ガイ・リッチーが初めて戦争を題材にした「コヴェナント約束の救出」。主演はジェイク・ギレンホール。彼が演じたのはアフガニスタンに派兵された兵士。タリバンとの戦いで負傷。彼は救出され、故郷へ帰る。その時彼を助けたアフガニスタン人を救出するために、彼は再びアフガニスタンを訪れる。
「コヴェナント約束の救出」★★★★☆
連日報道されているウクライナの戦争やガザの紛争。それ以外でもスーダンなどアフリカの各地では紛争が絶えない。
そんな中で現在はタリバンが実行支配するアフガニスタン。あの9・11以降タリバンへの制裁というかたちでアフガニスタンに乗り込んだアメリカ。しかし、20年もかけたのに、結局はタリバン政権復活への泥沼。
この映画のヒロイズムは、一歩間違えば「ランボー」的な展開になる。しかし、主演がギレンホールということもあって、決して好戦的な主人公にはなっていない。それでも視点はやはり西欧人のメンタリティ。
何が正しくて、何が間違っているのか、それを見極めるのは難しい。例えばガザの紛争では世界の多くの人は、パレスチナに同情的。でも、その裏にいるのは、ウクライナの戦争でロシアを積極的に支援しているイラン。

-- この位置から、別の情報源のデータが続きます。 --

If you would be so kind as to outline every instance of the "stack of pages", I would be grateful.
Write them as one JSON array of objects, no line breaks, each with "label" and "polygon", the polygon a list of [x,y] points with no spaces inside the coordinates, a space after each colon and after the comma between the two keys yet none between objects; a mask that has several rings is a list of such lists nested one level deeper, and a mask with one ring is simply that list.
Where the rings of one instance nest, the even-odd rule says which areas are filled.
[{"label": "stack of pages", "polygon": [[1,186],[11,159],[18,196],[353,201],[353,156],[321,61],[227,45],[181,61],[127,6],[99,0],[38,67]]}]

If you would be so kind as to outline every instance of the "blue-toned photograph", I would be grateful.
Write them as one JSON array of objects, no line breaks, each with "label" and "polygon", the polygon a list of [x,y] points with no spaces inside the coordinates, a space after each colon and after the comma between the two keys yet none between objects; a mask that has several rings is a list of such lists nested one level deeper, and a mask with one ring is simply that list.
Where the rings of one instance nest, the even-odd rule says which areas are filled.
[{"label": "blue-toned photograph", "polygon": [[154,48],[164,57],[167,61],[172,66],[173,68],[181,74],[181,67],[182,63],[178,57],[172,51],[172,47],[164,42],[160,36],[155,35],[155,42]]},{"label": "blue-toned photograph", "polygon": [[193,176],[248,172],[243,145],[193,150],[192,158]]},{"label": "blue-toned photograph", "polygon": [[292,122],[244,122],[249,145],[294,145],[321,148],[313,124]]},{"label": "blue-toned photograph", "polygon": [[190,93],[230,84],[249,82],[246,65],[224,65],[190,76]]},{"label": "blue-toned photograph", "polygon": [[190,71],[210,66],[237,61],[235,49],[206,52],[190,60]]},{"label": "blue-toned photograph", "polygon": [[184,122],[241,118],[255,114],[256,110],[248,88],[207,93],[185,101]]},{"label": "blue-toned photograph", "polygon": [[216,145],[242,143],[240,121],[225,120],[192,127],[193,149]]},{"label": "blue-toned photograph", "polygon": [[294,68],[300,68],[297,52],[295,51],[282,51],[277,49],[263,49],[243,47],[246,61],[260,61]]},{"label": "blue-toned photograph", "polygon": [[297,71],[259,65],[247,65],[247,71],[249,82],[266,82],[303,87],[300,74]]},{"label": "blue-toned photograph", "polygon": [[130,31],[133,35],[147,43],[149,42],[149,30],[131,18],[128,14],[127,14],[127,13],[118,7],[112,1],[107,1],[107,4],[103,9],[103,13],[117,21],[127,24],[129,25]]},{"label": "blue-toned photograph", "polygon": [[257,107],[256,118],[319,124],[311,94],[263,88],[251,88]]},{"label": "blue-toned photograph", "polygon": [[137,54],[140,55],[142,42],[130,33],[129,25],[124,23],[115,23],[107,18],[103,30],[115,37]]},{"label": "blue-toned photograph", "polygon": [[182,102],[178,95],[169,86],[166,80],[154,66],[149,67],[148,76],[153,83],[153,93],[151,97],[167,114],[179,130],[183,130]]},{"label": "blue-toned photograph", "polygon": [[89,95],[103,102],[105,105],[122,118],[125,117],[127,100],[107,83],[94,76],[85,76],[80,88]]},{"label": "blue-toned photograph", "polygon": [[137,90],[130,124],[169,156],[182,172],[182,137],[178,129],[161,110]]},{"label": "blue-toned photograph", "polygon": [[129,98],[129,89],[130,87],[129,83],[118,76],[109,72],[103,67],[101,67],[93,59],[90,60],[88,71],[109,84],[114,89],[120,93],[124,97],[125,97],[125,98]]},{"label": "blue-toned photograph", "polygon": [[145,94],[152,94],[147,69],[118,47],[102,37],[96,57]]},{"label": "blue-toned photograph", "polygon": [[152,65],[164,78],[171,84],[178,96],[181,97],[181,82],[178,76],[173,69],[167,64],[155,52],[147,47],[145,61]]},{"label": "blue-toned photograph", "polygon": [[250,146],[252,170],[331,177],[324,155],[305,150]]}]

イランは、国内では女性たちの自由を奪って問題になっている国。しかし、日本ではイラン非難の声はほとんど聞かない。
この映画で描かれるアフガニスタンもしかり。タリバンの政権を積極的に支持など出来ない。しかし、アフガニスタン人はそれを受け入れざるを得ない。
21世紀の世界はますます複雑になっている。正義なんて、もう死語なのだと、この映画を観て逆にため息が出た。